Now that we have every row exported, we need to split the data up acording to
which shard the row of data will ultimately reside in. So, in our case, if a
row belongs to userId=584685 that means 584685 % 1024 = 1005 the record
should go to shard 1005 (of 1024 total). We need to evaluate every record in
the CSV and put that line into a different CSV which contains records for
the given shard.
I toiled on this for several days, mostly trying to add multi-threading to the
process. Ultimately, however, diskio is the limiting factor and your disk will
never out-perform your CPU. (Maybe you could put this file into /tmpfs and
multi-thread it, but it’s really not worth it.)
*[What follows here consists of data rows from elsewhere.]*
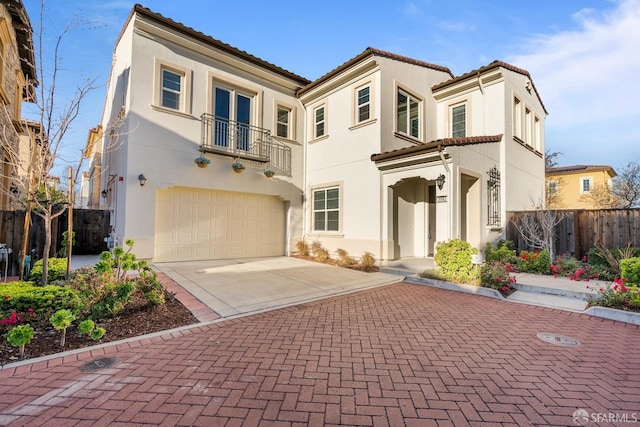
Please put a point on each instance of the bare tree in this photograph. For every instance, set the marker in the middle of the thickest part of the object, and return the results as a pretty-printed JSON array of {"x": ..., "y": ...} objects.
[
  {"x": 54, "y": 112},
  {"x": 538, "y": 228},
  {"x": 623, "y": 193}
]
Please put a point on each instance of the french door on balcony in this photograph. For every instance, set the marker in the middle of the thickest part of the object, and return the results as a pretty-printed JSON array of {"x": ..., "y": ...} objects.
[{"x": 232, "y": 111}]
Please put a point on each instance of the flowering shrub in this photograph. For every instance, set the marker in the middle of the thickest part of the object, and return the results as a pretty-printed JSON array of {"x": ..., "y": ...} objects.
[
  {"x": 536, "y": 262},
  {"x": 17, "y": 317},
  {"x": 495, "y": 275},
  {"x": 618, "y": 296}
]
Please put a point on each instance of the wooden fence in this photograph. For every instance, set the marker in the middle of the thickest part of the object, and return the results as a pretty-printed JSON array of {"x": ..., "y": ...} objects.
[
  {"x": 581, "y": 230},
  {"x": 90, "y": 226}
]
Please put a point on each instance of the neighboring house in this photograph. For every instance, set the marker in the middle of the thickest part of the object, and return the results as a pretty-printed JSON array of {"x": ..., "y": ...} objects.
[
  {"x": 91, "y": 182},
  {"x": 569, "y": 187},
  {"x": 384, "y": 154},
  {"x": 17, "y": 78}
]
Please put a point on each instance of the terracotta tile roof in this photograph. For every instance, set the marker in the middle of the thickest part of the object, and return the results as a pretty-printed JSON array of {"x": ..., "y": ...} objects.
[
  {"x": 486, "y": 68},
  {"x": 365, "y": 54},
  {"x": 560, "y": 170},
  {"x": 435, "y": 146},
  {"x": 215, "y": 43}
]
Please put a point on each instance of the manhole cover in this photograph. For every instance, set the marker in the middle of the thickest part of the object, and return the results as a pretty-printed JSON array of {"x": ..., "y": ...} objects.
[
  {"x": 94, "y": 365},
  {"x": 558, "y": 339}
]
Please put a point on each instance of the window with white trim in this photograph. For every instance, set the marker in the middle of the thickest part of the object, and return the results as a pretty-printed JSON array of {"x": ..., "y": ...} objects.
[
  {"x": 517, "y": 118},
  {"x": 408, "y": 114},
  {"x": 326, "y": 209},
  {"x": 319, "y": 122},
  {"x": 283, "y": 122},
  {"x": 172, "y": 87},
  {"x": 363, "y": 101},
  {"x": 459, "y": 121}
]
So, in order to read the file, parse it, and dump each record into the
appropriate CSV file we turn to the incomprehensible awk linux tool:
awk -F, '{x=sprintf("%.4d", $1%1024); print > x".csv" }'
In short, what this does is pull the first column of data (split by commas),
modulo against 1024, set that to the variable x and then appends the whole
line to x.csv. The sprintf is there so we get 0090.csv instead of 90.csv
which is a bit nicer when listing the files.
Now, awk will happily run this until it finishes, but as it can take a very
long time to run, I highly recommend you install the pv utility and run the
command like this to get visual progress bar and ETA:
pv /path/to/users.csv | awk -F, '{x=sprintf("%.4d", $1%1024); print > x".csv" }'
Finally, run these commands in a screen session so if you lose your SSH
connection all is not lost.
Great, you’ve got the data all split out, but if you do a normal LOAD DATA INFILE
that hex()d data isn’t that you actually want in the column. Fortuneately,
LOAD DATA INFILE has a trick which lets us get the data imported in the
correct format:
LOAD DATA LOCAL INFILE '/path/to/shard.csv'
REPLACE INTO TABLE schema.users
FIELDS TERMINATED BY ',' OPTIONALLY ENCLOSED BY '"' LINES TERMINATED BY '\n'
userId, username, hashedPassword, @secretData
SET secretData = unhex(@secretData);
This is an interesting extra little feature of LOAD DATA wherein you can
specify each portion of the CSV to go into a column or into a variable. You
place the hex()d data into the @secretData variable and then use the SET
portion of the command to unhex() the value into the secretData column,
thus restoring your binary data.
Getting these CSV’s loaded into each shard, reader, is an exercise I leave in
your hands. I will say some loops, shell commands, and LOAD DATA LOCAL INFILE
are your friend.
The previous data migration system was a program that SELECTed rows on one
connection from the source, then used a separate connection to the target
to insert them. This method, for the 100GB table had an ETA of over 120 days.
The dump/split/load method worked in a grand total of 12 hours. Most of that
time (~10.5 hours) was spent on the splitting of the file itself. The dump took
40 minutes and the (parallel) load another 45.